Following its inaugural release,
the second edition of Prison Matters continues to present a comprehensive global overview of the latest global prison statistics and emerging trends, with a special focus on rehabilitative prison environments. Relying on data collected annually through the United Nations Survey of Crime Trends and Operations of Criminal Justice Systems (UN-CTS), Prison Matters explores prison population estimates, including pretrial detention, as well as the state of overcrowding, prison personnel and custodial deaths and offers valuable insights into the state of incarceration worldwide.
The United Nations Office on Drugs and Crime (UNODC) oversees the UN-CTS, an annual questionnaire that facilitates the collection of data on crime trends and criminal justice systems, including prison population statistics, from Member States.
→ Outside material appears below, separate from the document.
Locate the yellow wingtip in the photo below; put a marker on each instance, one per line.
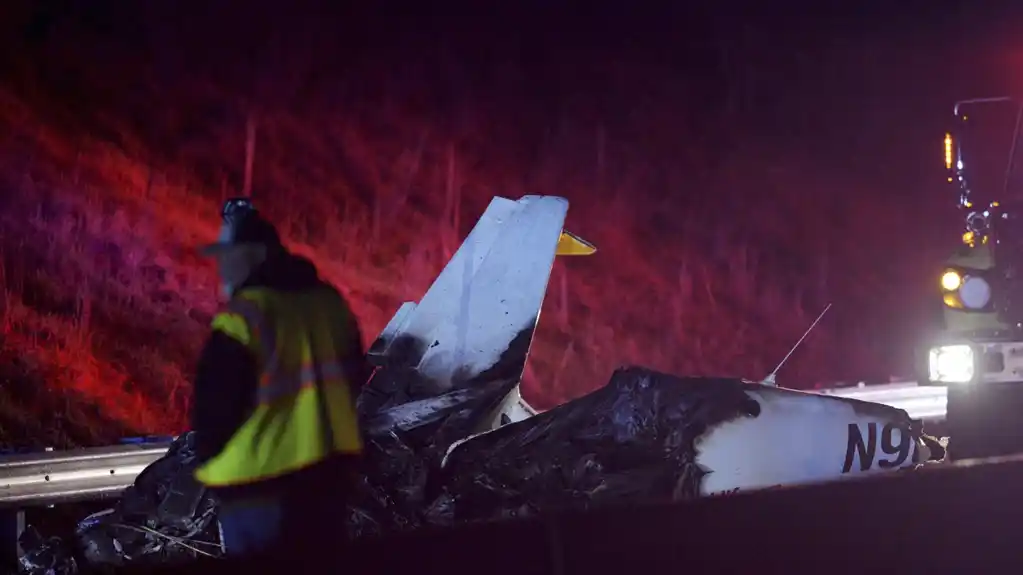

To strengthen data coverage and reliability, UNODC integrates supplementary sources, ensuring the production of robust regional and global prison population estimates.
First outlined in the Kyoto Declaration on “Advancing Crime Prevention, Criminal Justice and the Rule of Law: Towards the Achievement of the 2030 Agenda for Sustainable Development”, which was adopted as a result of the 14th UN Congress on Crime Prevention and Criminal Justice1, this year’s Prison Matters explores the concept of rehabilitative prison environments and illustrates efforts from Member States aimed at translating this concept into practice.
The research brief includes the essential points of view of prisoners, prison staff and prison management from field studies that UNODC conducted between 2019 and 2025 in Albania, Australia, Czechia, Namibia and Thailand to understand the nexus between rehabilitation, social reintegration and reoffending. As such, this publication also reflects the UN Model Strategies on Reducing Reoffending (the Kyoto Model Strategies) as the latest addition to the UN standards norms related to prison management and the treatment of offenders, which the 34th session of the Commission on Crime Prevention and Criminal Justice recommended for adoption by the General Assembly in May 2025.